Segundo Lisa Elliott, enquanto
meninos que tentam cometer suicídio apelam para métodos mais violentos, como o
uso de armas, os casos de meninas são normalmente associados ao excesso de
substâncias controladas e drogas ilícitas.
"Adolescentes não entendem
completamente as drogas que estão ingerindo e suas potenciais consequências.
Isso pode resultar em overdoses acidentais", alerta.
De acordo com os entrevistados,
os pais que buscam ajuda profissional normalmente contam que encontraram
menções a suicídio nos telefones ou cadernos dos filhos, ou perceberam mudanças
de comportamento, como isolamento e afastamento dos amigos, irritabilidade,
problemas de sono e em notas escolares e falta de interesse em atividades que
antes agradavam.
"A tentativa mostra muitas
vezes que as crianças querem dizer que estão muito bravas ou tristes, mas não
sabem como articular isso", avalia Kennedy-Moore. "E muitas pesquisas
mostram que a maioria dos que tentam se suicidar acaba se arrependendo do ato".
Para Elliott, os dados apontados
pelas pesquisas não devem ser ignorados pelos pais ‒ cujo maior erro costuma
ser achar que histórias como as que abrem esta reportagem nunca acontecerão com
pessoas próximas.
As referências a suicídios no
noticiário, segundo a especialista, podem servir como oportunidade para
conversas sobre o tema entre pais e filhos.
"Pergunte a eles por que
acham que isso está acontecendo e se sentem algo semelhante", diz.

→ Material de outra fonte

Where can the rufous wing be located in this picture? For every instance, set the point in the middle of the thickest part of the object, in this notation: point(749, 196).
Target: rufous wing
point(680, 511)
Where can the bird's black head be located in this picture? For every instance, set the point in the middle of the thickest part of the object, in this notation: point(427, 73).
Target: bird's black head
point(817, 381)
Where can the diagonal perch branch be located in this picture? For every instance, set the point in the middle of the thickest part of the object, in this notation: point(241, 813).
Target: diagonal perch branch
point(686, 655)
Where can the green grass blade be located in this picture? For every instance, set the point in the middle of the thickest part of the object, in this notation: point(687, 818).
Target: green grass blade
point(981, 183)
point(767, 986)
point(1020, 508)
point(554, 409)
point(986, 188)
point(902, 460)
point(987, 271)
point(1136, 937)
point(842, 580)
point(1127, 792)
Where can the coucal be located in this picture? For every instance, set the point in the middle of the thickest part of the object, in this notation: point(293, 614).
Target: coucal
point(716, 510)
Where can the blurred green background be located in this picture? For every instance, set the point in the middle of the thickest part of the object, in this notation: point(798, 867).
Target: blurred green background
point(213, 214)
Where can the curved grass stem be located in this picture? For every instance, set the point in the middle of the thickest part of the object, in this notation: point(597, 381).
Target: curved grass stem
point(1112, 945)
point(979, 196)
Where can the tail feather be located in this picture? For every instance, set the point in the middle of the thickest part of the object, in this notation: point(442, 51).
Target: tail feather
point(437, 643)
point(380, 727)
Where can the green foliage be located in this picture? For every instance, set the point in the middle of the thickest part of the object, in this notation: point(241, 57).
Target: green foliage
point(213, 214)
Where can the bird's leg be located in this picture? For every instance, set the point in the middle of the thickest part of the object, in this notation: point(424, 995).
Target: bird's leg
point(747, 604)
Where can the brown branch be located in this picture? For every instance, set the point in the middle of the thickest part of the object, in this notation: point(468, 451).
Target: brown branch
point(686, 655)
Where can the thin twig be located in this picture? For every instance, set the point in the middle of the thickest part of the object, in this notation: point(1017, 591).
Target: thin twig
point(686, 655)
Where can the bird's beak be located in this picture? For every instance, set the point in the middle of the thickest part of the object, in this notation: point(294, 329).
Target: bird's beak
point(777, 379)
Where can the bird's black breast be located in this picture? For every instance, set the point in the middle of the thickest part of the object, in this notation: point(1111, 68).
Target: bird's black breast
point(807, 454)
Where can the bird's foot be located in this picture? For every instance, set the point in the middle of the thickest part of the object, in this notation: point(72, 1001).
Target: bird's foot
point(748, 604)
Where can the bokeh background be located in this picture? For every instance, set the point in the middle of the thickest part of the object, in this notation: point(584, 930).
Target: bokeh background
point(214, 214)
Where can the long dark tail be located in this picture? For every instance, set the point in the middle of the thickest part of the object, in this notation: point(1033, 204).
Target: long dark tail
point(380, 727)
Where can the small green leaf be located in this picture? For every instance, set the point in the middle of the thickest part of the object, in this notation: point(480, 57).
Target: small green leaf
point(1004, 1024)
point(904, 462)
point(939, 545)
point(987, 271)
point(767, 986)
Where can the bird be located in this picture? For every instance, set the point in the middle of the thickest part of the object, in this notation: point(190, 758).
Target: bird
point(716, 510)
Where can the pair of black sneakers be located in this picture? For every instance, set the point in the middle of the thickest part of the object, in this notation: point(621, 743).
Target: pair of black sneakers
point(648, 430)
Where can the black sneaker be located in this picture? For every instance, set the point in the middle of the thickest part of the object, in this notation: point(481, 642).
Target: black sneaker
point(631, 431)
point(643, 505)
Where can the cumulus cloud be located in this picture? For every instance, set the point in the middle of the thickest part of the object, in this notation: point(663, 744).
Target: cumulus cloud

"Assim, você pode descobrir muito sobre o que eles ou seus amigos estão
vivendo".
A presença dos pais nas vidas
das crianças e jovens é a estratégia mais eficaz, segundo os entrevistados.
"Muitas vezes, nós enchemos
a agenda dos nossos filhos com atividades porque pensamos que é saudável,
quando seria melhor ter mais tempo com relações humanas saudáveis e realmente
gastar tempo em família com qualidade, sem dispositivos eletrônicos",
afirma Elliott.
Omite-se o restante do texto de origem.